Десять рублей за такое пустячное дело было, конечно, сумасшедшей ценой. Но я так разозлился на Зарубина, что все равно согласился. И еще я согласился потому, что Сипатый делал свое дело аккуратно, а деньги брал в рассрочку. Сразу десять рублей я, естественно, достать бы не смог. А за две недели можно было и не десятку достать.
Деньги, между прочим, я добывал абсолютно честным образом.
— Мамуль, — приласкивался я к маме, когда отца не было дома, — дай мне, если можешь, два рубля, мамуль. Мне страшно нужно. Я у папы просил, а он, жмот, не дает.
— У твоего папочки допросишься, — говорила обычно мама, которая совершенно таяла, слыша «мамулю». — Зачем тебе два рубля, моя ласточка? На тебе рубль. И пожалуйста, если ты меня любишь, никогда не проси денег у отца, не унижайся перед ним.
Больше рубля мама за один раз, как правило, не давала. Папа давал больше, до пятерки.
— Пап, а пап, — говорил я ему, — дай, если у тебя есть, три рубля. Я у мамы просил, а она, жмотиха, не дает.
На папу сильнее всего действовала «жмотиха». Он безропотно доставал три рубля и, протягивая их мне, обычно тоже произносил небольшую речь.
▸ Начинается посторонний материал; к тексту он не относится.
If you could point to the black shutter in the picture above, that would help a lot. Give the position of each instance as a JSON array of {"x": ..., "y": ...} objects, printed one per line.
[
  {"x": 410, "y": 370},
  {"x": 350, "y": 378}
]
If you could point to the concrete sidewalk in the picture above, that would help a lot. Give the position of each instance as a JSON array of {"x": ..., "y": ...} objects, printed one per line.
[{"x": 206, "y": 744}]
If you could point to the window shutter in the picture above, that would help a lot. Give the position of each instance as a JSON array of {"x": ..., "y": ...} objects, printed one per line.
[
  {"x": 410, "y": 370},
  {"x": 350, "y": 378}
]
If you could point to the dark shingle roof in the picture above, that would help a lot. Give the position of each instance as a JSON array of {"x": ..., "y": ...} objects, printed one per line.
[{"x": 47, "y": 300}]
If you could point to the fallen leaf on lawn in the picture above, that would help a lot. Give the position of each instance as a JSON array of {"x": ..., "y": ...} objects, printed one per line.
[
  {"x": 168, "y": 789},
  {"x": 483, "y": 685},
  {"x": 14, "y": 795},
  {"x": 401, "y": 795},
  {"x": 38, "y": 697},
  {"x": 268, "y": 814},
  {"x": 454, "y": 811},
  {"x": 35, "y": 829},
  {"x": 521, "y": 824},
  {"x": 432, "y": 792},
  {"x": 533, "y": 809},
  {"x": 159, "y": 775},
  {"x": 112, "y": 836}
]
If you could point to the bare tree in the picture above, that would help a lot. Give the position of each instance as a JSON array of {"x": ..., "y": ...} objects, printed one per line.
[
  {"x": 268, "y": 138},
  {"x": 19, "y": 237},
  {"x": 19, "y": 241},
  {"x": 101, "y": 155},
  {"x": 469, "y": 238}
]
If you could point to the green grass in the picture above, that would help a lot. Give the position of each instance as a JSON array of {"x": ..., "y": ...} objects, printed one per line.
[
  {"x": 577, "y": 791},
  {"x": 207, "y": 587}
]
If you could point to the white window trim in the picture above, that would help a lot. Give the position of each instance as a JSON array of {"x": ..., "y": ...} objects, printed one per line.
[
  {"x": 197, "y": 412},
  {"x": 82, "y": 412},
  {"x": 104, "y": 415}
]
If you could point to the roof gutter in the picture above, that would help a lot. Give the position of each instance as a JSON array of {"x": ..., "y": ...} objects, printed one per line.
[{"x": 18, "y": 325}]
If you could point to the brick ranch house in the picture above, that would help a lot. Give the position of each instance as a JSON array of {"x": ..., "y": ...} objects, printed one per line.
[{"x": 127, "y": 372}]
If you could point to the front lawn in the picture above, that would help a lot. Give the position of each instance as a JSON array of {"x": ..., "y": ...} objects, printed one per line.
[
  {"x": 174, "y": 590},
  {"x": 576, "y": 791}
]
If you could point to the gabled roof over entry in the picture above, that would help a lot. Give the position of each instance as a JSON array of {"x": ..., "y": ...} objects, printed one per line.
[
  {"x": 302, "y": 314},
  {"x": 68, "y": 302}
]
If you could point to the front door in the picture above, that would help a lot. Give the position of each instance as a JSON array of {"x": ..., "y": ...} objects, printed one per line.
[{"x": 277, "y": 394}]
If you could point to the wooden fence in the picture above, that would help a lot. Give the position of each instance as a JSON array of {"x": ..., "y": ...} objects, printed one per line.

— Три? — голосом миллионера Рокфеллера произносил папа. — Держи. Ты ведь отлично знаешь, что у твоей мамочки зимой снега не выпросишь. Сколько раз я тебе объяснял.
Они вообще-то были нежадными, мои родители.
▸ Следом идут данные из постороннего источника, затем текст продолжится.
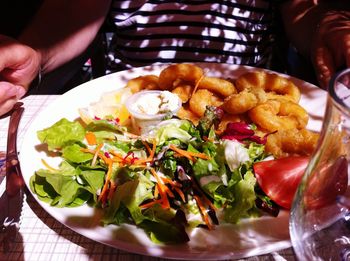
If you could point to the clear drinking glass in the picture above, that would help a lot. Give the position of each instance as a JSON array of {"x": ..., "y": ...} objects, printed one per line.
[{"x": 320, "y": 215}]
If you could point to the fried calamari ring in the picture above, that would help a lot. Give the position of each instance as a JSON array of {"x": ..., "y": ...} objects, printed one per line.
[
  {"x": 284, "y": 143},
  {"x": 201, "y": 99},
  {"x": 276, "y": 86},
  {"x": 176, "y": 74},
  {"x": 184, "y": 92},
  {"x": 240, "y": 103},
  {"x": 227, "y": 118},
  {"x": 146, "y": 82},
  {"x": 274, "y": 115},
  {"x": 217, "y": 85}
]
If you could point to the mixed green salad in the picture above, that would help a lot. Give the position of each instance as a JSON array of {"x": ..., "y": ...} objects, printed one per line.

Веня Сипатый подкараулил Зарубина поздно вечером в Шведском переулке. Но Зарубин неожиданно стал брыкаться и, как потом заявил Веня следователю, начал «качать права». В запале Сипатый не рассчитал удара. Он попал Андрею Зарубину по очкам. Кусочек стекла впился в роговицу, и Зарубин чуть не остался без глаза.
К счастью, глаз Зарубину в конце концов спасли. Какие-то там знаменитые окулисты сделали операцию и спасли. А меня мама спасти не сумела, хотя сделала все возможное. Мама обегала и районо, и гороно, и всякие другие организации, но весной, после окончания восьмого класса, решением педагогического совета меня из школы отчислили.
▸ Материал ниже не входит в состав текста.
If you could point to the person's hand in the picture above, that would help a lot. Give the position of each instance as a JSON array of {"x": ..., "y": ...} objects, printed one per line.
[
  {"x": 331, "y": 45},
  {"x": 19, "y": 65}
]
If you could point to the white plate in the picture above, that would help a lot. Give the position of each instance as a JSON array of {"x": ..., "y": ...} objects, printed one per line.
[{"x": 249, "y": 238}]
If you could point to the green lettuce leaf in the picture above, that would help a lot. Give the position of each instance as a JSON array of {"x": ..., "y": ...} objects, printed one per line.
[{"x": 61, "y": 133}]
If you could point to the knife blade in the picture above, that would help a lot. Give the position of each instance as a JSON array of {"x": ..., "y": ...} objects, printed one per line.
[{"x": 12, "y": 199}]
Так получилось в прошлый раз.
— Не робей, Димыч — повторил я, подталкивая в спину своего сонного друга. — Не робей! Сегодня все будет иначе. Чайники мы на этот раз чистить не станем. Мы сделаем хитрее.
Но Димка, разумеется, не знал, как было в прошлый раз, и не слышал ни о каких чайниках. Для Димки прошлого раза не существовало.